VIII. Mixed Sprout and Red Rice Risotto at Le Pain Quotidien
It’s hard to exercise restraint at Le Pain Quotidien. Everything from their tartines to their quiches are usually excellent and we often find ourselves ordering a little bit of everything to quell our hunger pangs. For vegans, the mixed sprout and red rice risotto is a good bet for a main course. They have a ton of other vegan options too, including their carrot cake muffin, homemade granola parfait, the botanical porridge and their Detox and apple and fennel salads, amongst others, all of which are equally satisfying should you decide your palate’s craving something different.
Cost: Rs. 450
IX. Char Grilled Vegetables & Couscous at Cafe Moshe’s
Moshe’s was one of the first restaurants to bring non-Chinese global cuisine to Mumbai and sort of catalysed our obsession with Middle Eastern food–another great cuisine for vegan folk. Our pick here is none other than the Char Grilled Vegetables & Couscous that comes with walnut, pomegranate, extra virgin olive oil, mint and lime. The Fresh Pear and Rocket Salad with alfalfa, cucumber lettuce and toasted walnuts in a mustard, orange and honey dressing is a good alternative, too.
Cost: Rs. 510
X. Roast Garlic Polenta at Olive Bar & Kitchen
Olive’s Roast Garlic Polenta consists of grilled polenta cakes seasoned with roasted garlic served alongside ratatouille. The vegetarian shish touk is also a palate pleaser, as is the potato flatbread, and the burnt garlic and mild spiced vegetables in chilli garlic oil served with a fresh side salad. Basically, you have no dearth of delicious options here, and this is a great place to suggest for dinner if you friends don’t have the same eating habits as you.

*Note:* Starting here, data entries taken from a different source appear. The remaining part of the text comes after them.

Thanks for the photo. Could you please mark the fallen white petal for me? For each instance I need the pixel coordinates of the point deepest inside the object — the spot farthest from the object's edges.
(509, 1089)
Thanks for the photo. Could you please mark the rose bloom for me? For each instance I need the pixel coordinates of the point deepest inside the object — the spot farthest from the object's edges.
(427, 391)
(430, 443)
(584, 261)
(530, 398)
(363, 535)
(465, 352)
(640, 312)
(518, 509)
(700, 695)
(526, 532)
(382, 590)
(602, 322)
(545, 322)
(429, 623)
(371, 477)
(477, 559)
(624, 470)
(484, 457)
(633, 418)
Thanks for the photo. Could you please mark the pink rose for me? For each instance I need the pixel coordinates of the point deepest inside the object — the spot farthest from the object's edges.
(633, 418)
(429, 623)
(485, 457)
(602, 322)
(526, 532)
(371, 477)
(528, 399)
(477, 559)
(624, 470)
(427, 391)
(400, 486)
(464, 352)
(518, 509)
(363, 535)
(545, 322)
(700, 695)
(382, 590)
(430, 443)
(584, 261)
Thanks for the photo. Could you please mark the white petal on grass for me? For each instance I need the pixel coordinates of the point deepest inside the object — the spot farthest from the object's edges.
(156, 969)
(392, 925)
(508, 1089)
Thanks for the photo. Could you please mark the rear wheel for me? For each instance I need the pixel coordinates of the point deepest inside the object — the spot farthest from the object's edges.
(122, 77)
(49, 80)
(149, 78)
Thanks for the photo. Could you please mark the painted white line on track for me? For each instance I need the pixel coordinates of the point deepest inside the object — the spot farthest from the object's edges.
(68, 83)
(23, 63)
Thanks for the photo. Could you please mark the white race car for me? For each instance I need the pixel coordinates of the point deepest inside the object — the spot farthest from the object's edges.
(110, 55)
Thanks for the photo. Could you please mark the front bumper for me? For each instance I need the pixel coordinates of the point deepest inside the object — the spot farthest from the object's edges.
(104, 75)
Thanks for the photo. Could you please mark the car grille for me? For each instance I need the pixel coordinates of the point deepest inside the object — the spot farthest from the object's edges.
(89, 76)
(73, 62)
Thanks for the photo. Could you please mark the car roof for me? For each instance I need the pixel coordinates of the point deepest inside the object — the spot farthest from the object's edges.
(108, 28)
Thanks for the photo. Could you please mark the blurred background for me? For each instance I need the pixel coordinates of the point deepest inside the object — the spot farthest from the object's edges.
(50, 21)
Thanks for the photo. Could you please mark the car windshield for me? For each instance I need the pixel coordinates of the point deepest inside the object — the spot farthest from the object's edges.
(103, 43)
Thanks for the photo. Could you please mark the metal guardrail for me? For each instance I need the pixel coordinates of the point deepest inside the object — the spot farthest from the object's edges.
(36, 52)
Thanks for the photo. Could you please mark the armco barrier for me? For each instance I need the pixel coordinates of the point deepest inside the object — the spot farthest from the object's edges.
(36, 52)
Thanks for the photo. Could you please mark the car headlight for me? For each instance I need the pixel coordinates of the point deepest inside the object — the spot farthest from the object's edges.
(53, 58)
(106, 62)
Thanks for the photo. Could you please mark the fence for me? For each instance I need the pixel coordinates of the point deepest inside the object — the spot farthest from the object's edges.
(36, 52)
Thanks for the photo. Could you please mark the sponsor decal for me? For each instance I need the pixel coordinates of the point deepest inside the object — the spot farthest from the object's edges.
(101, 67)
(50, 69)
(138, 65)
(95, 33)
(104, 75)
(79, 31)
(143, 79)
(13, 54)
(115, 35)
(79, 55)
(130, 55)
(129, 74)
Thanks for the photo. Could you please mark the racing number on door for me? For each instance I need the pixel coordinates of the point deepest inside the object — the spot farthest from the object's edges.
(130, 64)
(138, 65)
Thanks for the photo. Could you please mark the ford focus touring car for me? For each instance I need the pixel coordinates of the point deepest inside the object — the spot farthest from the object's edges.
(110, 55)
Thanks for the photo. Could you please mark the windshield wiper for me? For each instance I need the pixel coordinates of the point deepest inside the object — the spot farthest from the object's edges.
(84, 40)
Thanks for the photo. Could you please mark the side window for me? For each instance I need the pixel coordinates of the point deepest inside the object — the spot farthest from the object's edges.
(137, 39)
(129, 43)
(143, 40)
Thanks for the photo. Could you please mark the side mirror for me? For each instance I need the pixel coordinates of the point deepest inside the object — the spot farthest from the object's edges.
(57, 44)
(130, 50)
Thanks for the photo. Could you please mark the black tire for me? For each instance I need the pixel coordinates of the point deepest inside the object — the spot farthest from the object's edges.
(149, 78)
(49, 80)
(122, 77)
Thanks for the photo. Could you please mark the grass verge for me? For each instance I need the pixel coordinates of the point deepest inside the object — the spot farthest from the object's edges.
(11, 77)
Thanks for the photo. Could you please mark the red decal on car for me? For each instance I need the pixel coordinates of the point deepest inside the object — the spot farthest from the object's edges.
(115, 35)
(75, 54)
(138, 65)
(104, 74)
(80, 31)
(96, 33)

That way there’s something for everyone.
Cost: Rs. 650
XI. Dan Dan Noodles at One Street Over
At the all-new One Street Over, peruse the menu if you must, but when it comes to picking a vegan option, nothing comes quite as close as the Dan Dan Noodles. It’s vegan and gluten-free—rice noodles in a peanut-coconut broth topped with chilli oil and mushroom duxelle. It’s a major favourite of ours, and we often use it as a reminder that vegan food doesn’t have to compromise on either flavour or fullness. In fact, you wouldn’t even miss the animal products if everything tasted like this.
Cost: Isn’t listed, but is approximately Rs. 600
XII. Thali at Hotel Ramashray
Hotel Ramashray is thankfully one of the worst kept secrets of the area that used to be called the mini-Madras of Mumbai—and they really are all about the business. Like we mentioned before, a lot of South Indian cuisine is (or can be made) vegan. At Hotel Ramashray, for your vegan dose, get the thali. We know it comes with curd, so just don’t eat that bit. Everything else on your plate is totally fine, and even more mouth-wateringly good.